Although cerebral amyloid angiopathy (CAA), which is Aβ deposition in the cerebral vessels, related cerebral hemorrhage rarely develops in young people, several patients with CAA-related cerebral hemorrhage under the age of 55 with histories of neurosurgeries with and without dura mater graft in early childhood have been reported. These patients might show that Aβ pathology is often recognized as Aβ-CAA rather than parenchymal Aβ deposition in the transmission of cerebral β-amyloidosis in humans, and Hamaguchi et al. proposed an emerging concept, “acquired CAA”. Considering that there have been several patients with acquired CAA with an incubation period from neurosurgery and the onset of CAA-related cerebral hemorrhage of longer than 40 years, the number of cases is likely to increase in the future, and detailed epidemiological investigation is required.

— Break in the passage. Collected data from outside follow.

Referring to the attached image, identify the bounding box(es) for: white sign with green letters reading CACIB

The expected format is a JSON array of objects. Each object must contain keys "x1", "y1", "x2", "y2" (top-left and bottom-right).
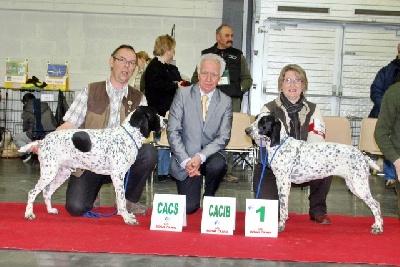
[{"x1": 201, "y1": 197, "x2": 236, "y2": 235}]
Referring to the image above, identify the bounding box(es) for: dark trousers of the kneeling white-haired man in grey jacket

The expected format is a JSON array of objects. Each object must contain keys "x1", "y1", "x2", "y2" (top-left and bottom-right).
[{"x1": 176, "y1": 153, "x2": 227, "y2": 214}]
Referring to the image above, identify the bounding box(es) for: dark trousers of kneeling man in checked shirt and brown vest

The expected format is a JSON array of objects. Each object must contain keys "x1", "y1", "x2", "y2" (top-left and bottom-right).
[{"x1": 65, "y1": 144, "x2": 157, "y2": 216}]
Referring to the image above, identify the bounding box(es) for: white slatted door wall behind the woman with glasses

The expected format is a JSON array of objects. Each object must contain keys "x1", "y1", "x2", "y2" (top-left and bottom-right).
[{"x1": 251, "y1": 0, "x2": 400, "y2": 117}]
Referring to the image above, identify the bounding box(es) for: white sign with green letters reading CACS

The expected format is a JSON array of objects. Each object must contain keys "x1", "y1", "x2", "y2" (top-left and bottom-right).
[{"x1": 150, "y1": 194, "x2": 186, "y2": 232}]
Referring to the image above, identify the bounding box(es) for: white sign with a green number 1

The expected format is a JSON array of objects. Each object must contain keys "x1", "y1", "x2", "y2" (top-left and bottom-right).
[{"x1": 245, "y1": 199, "x2": 278, "y2": 237}]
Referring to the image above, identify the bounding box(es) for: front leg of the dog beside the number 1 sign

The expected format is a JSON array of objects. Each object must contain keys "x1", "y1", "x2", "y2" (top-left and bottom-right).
[{"x1": 275, "y1": 173, "x2": 291, "y2": 232}]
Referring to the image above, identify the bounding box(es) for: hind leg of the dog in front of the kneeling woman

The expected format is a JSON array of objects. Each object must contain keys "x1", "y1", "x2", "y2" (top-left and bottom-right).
[{"x1": 346, "y1": 174, "x2": 383, "y2": 234}]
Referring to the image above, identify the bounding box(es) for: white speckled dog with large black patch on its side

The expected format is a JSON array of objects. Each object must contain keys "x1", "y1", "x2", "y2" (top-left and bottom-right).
[{"x1": 21, "y1": 106, "x2": 164, "y2": 225}]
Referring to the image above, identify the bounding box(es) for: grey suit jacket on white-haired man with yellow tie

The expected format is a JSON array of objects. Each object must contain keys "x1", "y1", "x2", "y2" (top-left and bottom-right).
[{"x1": 167, "y1": 84, "x2": 232, "y2": 181}]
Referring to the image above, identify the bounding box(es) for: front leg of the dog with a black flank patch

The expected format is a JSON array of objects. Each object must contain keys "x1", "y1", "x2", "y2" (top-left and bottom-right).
[{"x1": 111, "y1": 172, "x2": 139, "y2": 225}]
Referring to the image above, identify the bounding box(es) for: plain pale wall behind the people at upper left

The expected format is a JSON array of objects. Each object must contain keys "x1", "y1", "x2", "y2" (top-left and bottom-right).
[{"x1": 0, "y1": 0, "x2": 222, "y2": 89}]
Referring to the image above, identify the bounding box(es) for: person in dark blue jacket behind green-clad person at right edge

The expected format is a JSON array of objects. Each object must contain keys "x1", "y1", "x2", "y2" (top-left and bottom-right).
[{"x1": 368, "y1": 43, "x2": 400, "y2": 189}]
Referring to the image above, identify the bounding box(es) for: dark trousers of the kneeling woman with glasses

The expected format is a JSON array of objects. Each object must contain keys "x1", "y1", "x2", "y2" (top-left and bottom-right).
[{"x1": 253, "y1": 163, "x2": 332, "y2": 216}]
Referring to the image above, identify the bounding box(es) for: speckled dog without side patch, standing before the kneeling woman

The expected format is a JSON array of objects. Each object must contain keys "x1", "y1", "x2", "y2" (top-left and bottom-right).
[{"x1": 245, "y1": 113, "x2": 383, "y2": 234}]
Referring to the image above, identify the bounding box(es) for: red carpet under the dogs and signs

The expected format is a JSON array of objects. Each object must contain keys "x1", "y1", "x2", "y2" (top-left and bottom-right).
[{"x1": 0, "y1": 203, "x2": 400, "y2": 266}]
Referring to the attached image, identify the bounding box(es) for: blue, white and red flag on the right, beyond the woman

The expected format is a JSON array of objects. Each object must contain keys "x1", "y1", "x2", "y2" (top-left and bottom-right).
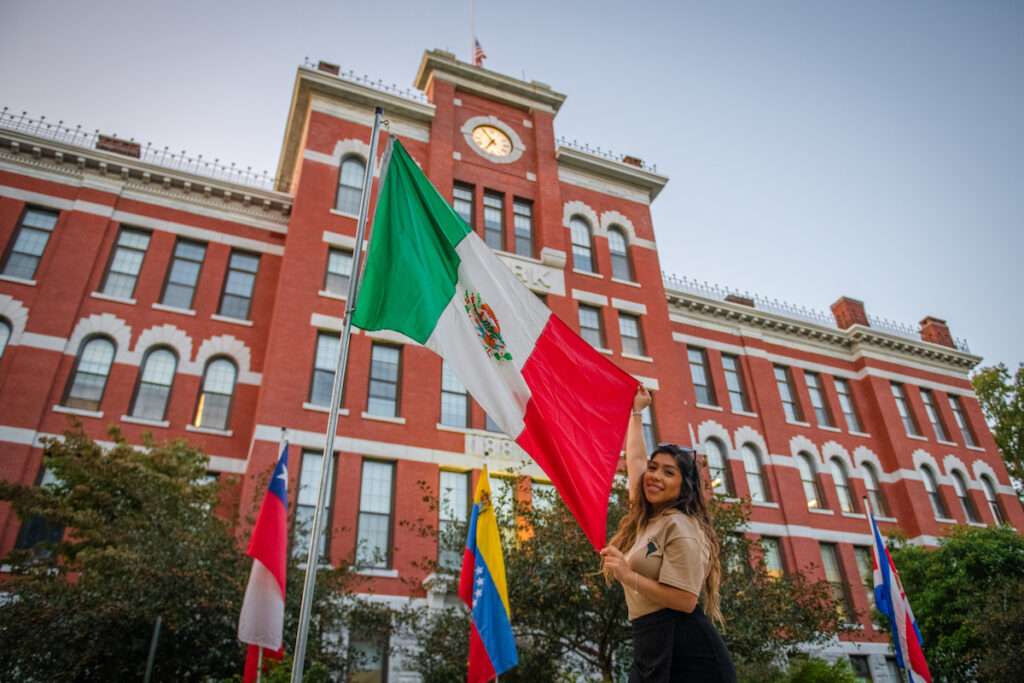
[{"x1": 867, "y1": 508, "x2": 932, "y2": 683}]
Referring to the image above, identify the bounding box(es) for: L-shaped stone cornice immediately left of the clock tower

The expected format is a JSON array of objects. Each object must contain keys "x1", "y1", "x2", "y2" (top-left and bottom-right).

It is necessary to continue to elucidate the pathomechanisms of acquired CAA and urgently establish a method for preventing the transmission of cerebral β-amyloidosis among individuals 1).
Intracranial vascular malformation
It is a common initial symptom of intracranial vascular malformations.

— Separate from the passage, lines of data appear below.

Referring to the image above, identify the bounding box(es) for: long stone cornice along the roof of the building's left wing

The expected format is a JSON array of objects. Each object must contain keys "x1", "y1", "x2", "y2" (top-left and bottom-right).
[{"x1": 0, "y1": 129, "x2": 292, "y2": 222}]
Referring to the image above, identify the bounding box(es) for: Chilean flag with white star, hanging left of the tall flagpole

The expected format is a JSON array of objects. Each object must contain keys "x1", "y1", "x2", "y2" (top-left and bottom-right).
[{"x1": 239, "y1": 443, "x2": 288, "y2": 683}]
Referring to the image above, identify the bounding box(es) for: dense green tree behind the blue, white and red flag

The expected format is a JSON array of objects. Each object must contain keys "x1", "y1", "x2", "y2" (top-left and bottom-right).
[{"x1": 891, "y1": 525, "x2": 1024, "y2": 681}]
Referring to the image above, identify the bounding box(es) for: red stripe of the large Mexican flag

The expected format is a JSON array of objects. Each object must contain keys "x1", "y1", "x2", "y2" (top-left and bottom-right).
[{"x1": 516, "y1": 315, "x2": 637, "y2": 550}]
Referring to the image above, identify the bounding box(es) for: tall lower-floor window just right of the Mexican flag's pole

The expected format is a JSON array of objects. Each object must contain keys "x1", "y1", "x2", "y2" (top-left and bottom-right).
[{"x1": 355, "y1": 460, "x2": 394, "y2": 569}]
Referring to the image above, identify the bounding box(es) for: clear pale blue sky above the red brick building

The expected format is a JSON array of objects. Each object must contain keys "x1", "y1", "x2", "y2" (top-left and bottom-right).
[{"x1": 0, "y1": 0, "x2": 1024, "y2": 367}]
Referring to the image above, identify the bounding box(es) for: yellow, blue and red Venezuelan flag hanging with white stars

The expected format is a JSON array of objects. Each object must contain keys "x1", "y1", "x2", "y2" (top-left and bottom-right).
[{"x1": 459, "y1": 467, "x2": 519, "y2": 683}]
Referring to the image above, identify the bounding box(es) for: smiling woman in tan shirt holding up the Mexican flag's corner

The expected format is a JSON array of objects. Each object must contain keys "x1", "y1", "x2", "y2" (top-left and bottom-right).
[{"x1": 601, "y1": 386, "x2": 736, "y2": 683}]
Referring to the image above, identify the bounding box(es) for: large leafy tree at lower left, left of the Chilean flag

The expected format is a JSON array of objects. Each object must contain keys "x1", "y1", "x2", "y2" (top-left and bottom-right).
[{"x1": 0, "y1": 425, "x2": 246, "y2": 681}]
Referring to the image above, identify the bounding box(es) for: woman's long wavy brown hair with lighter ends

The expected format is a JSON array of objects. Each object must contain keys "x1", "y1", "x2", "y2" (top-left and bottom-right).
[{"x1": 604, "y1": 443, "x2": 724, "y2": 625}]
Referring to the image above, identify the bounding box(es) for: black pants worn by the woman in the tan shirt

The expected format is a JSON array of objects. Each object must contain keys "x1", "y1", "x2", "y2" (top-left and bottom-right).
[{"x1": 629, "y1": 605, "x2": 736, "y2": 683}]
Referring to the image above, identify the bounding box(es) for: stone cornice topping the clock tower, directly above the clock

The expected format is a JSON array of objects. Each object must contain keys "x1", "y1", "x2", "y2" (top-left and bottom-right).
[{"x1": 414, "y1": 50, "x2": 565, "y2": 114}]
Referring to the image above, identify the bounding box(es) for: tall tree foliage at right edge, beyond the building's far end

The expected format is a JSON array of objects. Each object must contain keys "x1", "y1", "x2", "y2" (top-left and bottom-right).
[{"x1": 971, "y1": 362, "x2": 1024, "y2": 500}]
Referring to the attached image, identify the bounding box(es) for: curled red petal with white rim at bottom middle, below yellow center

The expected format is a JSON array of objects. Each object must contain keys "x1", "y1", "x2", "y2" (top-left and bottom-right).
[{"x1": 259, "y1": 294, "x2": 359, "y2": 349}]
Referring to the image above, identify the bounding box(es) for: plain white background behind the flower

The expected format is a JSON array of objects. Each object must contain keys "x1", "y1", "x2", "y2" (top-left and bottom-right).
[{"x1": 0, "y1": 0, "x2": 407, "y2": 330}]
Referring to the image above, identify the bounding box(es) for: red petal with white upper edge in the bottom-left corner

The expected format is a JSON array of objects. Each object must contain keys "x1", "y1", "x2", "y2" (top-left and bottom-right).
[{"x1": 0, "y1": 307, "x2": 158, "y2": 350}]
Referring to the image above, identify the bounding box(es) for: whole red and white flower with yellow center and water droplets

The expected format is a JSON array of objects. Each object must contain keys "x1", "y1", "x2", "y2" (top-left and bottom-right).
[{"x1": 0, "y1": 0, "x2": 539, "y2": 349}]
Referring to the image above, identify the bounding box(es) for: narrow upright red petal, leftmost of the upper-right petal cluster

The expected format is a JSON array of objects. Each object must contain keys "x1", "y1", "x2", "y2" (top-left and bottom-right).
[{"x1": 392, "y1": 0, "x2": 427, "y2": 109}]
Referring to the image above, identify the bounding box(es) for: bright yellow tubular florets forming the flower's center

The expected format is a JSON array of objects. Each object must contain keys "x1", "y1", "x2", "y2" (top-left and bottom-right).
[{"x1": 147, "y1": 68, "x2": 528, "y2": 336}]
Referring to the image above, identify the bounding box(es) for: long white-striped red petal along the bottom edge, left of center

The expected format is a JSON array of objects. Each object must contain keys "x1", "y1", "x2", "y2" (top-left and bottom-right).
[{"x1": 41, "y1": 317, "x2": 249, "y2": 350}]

see Cerebral venous sinus thrombosis and venous infarction.
Complication of AIDS.
Coagulopathies (i.e., the use of antithrombotic or thrombolytic agents, congenital or acquired factor deficiencies) and systemic diseases, such as thrombocytopenia, are possible causes of ICH. The use of oral anticoagulants, especially vitamin K inhibitors (i.e., warfarin), has increased coagulopathy-associated ICH in recent years, accounting for more than 15 % of all cases.
Anticoagulant Related Intracerebral Hemorrhage
Intracerebral hemorrhage risk is increased with higher doses than the recommended 100 mg of alteplase (Activase®, recombinant tissue plasminogen activator (rt-PA)) 2) in older patients, in those with anterior MI or higher Killip class, and with bolus administration (vs. infusion) 3).
When heparin was used adjunctively, higher doses were associated with a higher risk of ICH 4) ICH is thought to occur in those patients with some preexisting underlying vascular abnormality 5). Immediate coronary angioplasty is safer than rt-PA when available 6).
Posterior fossa surgery
Remote supratentorial hematoma soon after posterior fossa surgery for the removal of a space-occupying lesion is a rare but dramatic and dreaded complication, carrying significant morbidity and mortality 7) 8) 9) 10) 11) 12) 13) 14).
Posterior reversible encephalopathy syndrome
Inadvertent intrathecal injection of unapproved contrast agents
The evidence linking vitamin D (VitD) levels and Spontaneous Intracerebral Hemorrhage Risk Factors remains inconclusive. Szejko et al. tested the hypothesis that lower genetically determined VitD levels are associated with a higher risk of ICH. They conducted a 2-sample Mendelian Randomization (MR) study using publicly available summary statistics from published genome-wide association study of VitD levels (417 580 study participants) and ICH (1545 ICH cases and 1481 matched controls). They used the inverse variance-weighted average method to generate causal estimates and the MR Pleiotropy Residual Sum and Outlier and MR-Egger approaches to assess for horizontal pleiotropy. To account for known differences in their underlying mechanism, we implemented stratified analysis based on the location of the hemorrhage within the brain (lobar or nonlobar). Our primary analysis indicated that each SD decrease in genetically instrumented VitD levels was associated with a 60% increased risk of ICH (odds ratio [OR], 1.60; [95% CI, 1.05-2.43]; P=0.029). They found no evidence of horizontal pleiotropy (MR-Egger intercept and MR Pleiotropy Residual Sum and Outlier global test with P>0.05). Stratified analyses indicated that the association was stronger for nonlobar ICH (OR, 1.87; [95% CI, 1.18-2.97]; P=0.007) compared with lobar ICH (OR, 1.43; [95% CI, 0.86-2.38]; P=0.17). Lower levels of genetically proxied VitD levels are associated with higher ICH risk. These results provide evidence for a causal role of VitD metabolism in ICH 15).